Faut-il commencer doucement pour embarquer tout le monde ?

On entend souvent qu’il faut « embarquer tout le monde ». Dans les récits de la transition écologique, c’est une formule courante, presque corporate. Mais que signifie-t-elle réellement et qui sont les personnes concernées ? J’ai réalisé une cartographie pour structurer cette communauté d’enquête. Après quatre ans sur le terrain, il est clair que tous ne sont pas concernés de la même manière. Si la station ferme, ce n’est pas moi qui serais affecté, mais ceux qui doivent y vivre. L’impact est différent selon les acteurs. J’ai donc réalisé une cartographie mais en plaçant le « trouble » au centre. On positionne ensuite les différentes communautés autour. Chacun est concerné à des degrés différents. L’anthropocène nous rappelle que nous ne vivons pas tous ces changements de la même manière.

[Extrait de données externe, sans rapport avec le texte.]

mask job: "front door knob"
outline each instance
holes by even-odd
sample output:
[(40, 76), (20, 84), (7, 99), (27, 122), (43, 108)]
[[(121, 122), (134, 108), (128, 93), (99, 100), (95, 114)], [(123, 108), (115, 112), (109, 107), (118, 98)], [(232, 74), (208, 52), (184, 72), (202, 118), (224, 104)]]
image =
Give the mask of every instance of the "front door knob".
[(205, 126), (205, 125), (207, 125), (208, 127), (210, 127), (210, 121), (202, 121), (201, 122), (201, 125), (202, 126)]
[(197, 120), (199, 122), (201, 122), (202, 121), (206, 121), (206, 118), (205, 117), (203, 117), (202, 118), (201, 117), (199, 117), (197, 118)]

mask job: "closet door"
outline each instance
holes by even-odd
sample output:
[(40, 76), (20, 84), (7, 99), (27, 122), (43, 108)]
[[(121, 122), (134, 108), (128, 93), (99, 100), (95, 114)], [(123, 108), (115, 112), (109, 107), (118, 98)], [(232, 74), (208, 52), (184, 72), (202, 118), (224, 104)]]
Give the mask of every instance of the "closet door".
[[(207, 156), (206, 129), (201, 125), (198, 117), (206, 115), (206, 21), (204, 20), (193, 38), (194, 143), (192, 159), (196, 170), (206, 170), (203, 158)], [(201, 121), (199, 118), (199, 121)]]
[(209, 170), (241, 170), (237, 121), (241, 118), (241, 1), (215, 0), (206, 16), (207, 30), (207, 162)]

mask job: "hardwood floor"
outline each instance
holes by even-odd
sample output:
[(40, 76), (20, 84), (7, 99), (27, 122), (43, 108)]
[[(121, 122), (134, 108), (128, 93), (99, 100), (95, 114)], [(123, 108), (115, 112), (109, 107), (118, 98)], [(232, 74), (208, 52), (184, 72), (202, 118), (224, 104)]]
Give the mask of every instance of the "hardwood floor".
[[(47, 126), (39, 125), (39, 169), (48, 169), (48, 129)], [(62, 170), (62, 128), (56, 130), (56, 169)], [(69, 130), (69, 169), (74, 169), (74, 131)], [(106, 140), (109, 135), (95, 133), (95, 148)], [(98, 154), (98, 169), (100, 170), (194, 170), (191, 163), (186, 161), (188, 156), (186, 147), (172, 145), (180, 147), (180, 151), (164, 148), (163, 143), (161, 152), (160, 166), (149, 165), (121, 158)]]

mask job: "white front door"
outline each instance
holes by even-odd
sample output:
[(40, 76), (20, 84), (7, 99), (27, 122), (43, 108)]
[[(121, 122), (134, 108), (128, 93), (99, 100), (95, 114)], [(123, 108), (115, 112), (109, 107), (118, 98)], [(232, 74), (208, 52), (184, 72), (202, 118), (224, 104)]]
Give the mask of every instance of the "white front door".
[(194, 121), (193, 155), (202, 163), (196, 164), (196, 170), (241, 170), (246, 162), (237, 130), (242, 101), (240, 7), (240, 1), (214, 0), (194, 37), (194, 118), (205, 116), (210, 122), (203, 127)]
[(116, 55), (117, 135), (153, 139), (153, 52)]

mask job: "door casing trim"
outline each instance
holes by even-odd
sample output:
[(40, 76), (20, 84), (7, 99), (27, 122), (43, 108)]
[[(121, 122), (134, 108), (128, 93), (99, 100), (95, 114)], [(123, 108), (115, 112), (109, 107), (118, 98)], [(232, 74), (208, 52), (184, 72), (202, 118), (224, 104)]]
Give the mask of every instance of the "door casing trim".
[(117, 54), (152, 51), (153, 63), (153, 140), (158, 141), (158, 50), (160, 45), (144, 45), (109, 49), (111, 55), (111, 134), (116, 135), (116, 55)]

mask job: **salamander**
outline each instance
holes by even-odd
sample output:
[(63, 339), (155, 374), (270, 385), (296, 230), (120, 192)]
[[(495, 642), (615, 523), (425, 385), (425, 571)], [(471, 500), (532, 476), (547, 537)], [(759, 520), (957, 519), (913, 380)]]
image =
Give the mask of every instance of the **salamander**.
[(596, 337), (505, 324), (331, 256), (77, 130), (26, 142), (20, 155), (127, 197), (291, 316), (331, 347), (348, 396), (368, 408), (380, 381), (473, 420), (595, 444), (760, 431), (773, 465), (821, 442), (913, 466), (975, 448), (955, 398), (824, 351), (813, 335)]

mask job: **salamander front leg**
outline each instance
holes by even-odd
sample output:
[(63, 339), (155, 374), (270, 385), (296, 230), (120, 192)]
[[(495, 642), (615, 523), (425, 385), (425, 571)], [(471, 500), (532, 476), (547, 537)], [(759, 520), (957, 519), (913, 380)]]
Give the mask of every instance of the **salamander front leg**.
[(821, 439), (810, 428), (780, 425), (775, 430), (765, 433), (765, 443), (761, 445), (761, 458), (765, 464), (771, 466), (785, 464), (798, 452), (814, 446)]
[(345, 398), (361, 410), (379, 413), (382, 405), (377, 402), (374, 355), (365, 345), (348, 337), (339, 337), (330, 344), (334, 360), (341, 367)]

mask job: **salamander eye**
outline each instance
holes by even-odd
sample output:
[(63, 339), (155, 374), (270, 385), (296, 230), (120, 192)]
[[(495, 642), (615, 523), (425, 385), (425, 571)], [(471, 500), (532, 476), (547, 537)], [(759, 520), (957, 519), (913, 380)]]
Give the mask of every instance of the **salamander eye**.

Construire un récit mobilisateur ?

Les institutions cherchent à construire des récits mobilisateurs. Mais la communauté s’interroge-t-elle en ces termes ? Lorsqu’on est confronté à un manque d’eau ou de foncier, on agit immédiatement. Ce n’est pas un récit qui résout le problème, mais une action concrète. Le récit a une valeur, mais pour qui ? Qui veut-on mobiliser ? En partant du trouble, on peut ensuite mieux raconter ce qui se passe. Notre approche n’est pas celle d’un tribunal. Il ne s’agit pas d’opposer les acteurs attachés à leur station de ski à des « visionnaires » qui voudraient la fermer. Réduire la situation à une lutte acharnée est une erreur. Nous ne pouvons pas nous contenter d’encercler la citadelle. Pour ne laisser personne de côté, il faut s’appuyer sur une communauté élargie et sur une enquête ouverte aux différentes sensibilités du territoire pour opérer des redirections.